The procedures are described in detail elsewhere (Taruno et al. 2013). In order to train each mouse to sample taste solutions, it was first water-deprived for 22.5h and then placed in a mouse gustometer (MS160; DiLog Instruments) and allowed uninterrupted access to water for 30min from the time it first licked the drinking spout. It was then returned to its home cage and given water for 1h. On the following 3 days, this procedure was repeated except the shutter allowing access to water was closed 5 s after each time the mouse began to lick, and it was reopened after a 7.5-s interval.
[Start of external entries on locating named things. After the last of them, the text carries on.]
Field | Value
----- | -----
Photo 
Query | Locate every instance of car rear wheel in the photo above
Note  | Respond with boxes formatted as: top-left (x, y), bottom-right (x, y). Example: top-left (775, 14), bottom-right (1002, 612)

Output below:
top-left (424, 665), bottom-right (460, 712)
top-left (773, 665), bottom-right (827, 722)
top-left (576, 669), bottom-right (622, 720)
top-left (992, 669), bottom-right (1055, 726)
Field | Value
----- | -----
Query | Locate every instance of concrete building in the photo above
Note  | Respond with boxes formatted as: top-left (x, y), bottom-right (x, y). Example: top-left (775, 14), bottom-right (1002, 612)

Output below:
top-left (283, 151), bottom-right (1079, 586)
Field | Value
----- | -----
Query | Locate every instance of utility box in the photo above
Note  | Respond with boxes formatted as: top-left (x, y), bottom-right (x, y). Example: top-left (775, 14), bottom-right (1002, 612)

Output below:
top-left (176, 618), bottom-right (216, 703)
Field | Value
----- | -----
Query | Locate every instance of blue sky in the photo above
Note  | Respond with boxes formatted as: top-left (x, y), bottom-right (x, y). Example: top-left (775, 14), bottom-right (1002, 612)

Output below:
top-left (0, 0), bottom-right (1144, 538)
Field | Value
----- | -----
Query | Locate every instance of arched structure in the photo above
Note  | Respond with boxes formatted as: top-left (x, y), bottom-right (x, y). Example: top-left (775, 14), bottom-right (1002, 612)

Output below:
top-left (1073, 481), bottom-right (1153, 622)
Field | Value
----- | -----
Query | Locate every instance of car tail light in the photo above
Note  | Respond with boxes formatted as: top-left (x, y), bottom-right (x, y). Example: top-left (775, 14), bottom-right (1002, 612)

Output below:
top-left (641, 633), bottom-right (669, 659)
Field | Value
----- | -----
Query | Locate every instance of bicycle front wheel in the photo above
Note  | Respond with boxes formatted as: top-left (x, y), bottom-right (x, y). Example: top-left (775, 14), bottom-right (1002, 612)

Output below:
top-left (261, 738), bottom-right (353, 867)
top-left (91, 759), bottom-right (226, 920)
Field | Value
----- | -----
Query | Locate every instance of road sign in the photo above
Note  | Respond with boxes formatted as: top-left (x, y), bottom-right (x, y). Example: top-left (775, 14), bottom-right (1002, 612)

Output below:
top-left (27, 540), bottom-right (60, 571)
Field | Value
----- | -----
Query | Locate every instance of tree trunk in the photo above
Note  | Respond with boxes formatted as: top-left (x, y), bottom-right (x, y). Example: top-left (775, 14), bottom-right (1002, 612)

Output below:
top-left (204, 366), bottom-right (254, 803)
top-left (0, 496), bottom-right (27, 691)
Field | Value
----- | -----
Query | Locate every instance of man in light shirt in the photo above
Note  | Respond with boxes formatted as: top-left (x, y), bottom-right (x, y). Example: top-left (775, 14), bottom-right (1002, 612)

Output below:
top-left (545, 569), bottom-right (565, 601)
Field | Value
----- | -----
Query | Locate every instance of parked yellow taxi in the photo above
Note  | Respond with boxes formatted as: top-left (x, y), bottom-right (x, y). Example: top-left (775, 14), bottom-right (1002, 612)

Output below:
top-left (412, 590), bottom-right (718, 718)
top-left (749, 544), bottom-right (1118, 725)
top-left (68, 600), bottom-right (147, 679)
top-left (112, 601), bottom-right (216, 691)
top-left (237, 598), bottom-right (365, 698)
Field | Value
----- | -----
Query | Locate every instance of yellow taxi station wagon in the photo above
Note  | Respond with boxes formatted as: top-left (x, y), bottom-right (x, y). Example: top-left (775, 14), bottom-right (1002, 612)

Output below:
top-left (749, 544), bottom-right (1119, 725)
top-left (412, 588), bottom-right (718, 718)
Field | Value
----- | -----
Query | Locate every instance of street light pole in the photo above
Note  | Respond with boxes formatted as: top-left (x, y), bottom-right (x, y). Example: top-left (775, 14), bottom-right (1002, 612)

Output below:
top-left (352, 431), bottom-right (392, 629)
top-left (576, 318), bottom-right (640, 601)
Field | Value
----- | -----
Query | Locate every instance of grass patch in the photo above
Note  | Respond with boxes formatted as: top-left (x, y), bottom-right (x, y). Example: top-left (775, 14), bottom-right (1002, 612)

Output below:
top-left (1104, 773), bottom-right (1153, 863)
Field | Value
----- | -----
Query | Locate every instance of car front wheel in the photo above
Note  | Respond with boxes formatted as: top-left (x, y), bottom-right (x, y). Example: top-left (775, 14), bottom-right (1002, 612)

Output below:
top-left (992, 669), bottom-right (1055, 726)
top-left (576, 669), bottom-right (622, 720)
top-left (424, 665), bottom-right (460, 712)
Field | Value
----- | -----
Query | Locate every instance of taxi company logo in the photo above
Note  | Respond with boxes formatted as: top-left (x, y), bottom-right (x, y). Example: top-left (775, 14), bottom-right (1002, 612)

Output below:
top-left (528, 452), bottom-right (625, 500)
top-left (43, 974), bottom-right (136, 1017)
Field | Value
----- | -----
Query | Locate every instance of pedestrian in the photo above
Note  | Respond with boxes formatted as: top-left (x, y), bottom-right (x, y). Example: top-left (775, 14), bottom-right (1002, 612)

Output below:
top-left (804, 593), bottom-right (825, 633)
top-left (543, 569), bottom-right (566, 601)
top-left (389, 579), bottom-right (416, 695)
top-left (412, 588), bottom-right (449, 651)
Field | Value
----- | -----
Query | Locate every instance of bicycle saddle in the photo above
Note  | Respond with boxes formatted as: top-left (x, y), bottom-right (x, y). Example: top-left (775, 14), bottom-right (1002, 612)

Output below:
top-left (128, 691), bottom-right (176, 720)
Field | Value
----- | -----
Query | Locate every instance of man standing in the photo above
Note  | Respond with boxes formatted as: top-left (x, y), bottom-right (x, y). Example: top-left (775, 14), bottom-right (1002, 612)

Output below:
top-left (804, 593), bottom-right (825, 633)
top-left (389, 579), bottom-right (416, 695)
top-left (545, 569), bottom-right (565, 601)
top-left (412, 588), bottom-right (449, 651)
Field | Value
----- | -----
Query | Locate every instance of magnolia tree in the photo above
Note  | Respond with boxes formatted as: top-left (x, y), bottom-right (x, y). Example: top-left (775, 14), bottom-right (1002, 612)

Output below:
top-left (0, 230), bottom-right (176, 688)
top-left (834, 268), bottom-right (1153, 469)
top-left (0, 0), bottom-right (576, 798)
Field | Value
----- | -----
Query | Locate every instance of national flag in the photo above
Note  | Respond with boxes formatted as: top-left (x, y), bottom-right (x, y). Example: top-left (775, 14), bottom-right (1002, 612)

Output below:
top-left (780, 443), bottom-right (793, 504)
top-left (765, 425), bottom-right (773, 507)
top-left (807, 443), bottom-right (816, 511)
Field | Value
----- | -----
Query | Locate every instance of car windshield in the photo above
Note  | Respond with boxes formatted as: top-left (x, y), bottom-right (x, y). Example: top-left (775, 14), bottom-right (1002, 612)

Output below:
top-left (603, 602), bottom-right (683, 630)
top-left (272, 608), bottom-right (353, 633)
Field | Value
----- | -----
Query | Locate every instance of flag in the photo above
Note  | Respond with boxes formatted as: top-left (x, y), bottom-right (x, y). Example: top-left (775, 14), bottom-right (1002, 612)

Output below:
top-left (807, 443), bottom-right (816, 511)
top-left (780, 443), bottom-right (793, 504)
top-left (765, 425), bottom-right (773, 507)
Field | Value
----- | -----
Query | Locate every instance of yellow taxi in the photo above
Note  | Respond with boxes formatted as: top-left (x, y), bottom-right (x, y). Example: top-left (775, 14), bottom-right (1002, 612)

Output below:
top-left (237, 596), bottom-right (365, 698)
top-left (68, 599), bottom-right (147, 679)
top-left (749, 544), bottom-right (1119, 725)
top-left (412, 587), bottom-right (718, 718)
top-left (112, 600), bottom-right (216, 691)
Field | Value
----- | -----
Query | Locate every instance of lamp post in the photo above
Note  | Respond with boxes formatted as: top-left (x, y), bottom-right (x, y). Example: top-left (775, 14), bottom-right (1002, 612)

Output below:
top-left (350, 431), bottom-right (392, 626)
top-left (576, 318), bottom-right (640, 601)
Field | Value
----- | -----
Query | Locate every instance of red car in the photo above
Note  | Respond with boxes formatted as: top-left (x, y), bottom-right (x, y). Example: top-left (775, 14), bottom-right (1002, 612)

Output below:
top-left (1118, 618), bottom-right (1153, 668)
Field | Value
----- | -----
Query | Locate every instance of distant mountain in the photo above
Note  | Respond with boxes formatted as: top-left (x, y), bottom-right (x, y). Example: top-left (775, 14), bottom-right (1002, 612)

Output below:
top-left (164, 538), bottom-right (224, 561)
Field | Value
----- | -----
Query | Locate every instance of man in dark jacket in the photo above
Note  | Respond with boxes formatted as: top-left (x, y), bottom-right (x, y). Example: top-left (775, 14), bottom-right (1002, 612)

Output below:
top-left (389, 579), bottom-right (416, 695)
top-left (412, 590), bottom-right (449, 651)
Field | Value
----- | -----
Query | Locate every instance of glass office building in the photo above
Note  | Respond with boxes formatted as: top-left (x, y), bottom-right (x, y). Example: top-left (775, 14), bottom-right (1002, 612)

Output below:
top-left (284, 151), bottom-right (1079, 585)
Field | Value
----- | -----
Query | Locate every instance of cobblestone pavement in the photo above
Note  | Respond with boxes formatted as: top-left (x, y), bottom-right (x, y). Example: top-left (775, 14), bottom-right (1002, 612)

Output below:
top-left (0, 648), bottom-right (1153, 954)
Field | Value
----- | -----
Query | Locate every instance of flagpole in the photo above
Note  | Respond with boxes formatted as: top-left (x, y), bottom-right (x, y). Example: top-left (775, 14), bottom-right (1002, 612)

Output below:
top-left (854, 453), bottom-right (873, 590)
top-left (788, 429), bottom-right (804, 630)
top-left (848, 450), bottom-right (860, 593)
The experiment with hedonically positive concentrations of Na3HP2O7 involved 10 male and 8 female Tas1r3 WT mice and 7 male and 11 female Tas1r3 KO mice. Each mouse received 3 test sessions. Prior to a session, the mouse received free access to food and water for 24h. It then received 1g of food and 2mL of water, and the test session began 24h later. The test session consisted of 19 repeated series of 5-s exposures to the following, presented in a quasi-random order: 0, 17.8, 31.6, 56, and 75mM Na3HP2O7. By “quasi-random order,” we mean that a concentration appeared once and only once in every series of 5 tests. By “0mM Na3HP2O7,” we mean deionized water, which was also used as the solvent for the Na3HP2O7 solutions. There was no requirement for mice to respond to a taste solution. Typically, they licked during the first 3–5 series of presentations and then stopped behaving, presumably because they were no longer thirsty. After the session, the mice received a recovery day with free access to food and water for 24h. Their water was then removed for 22.5h in preparation for the next session.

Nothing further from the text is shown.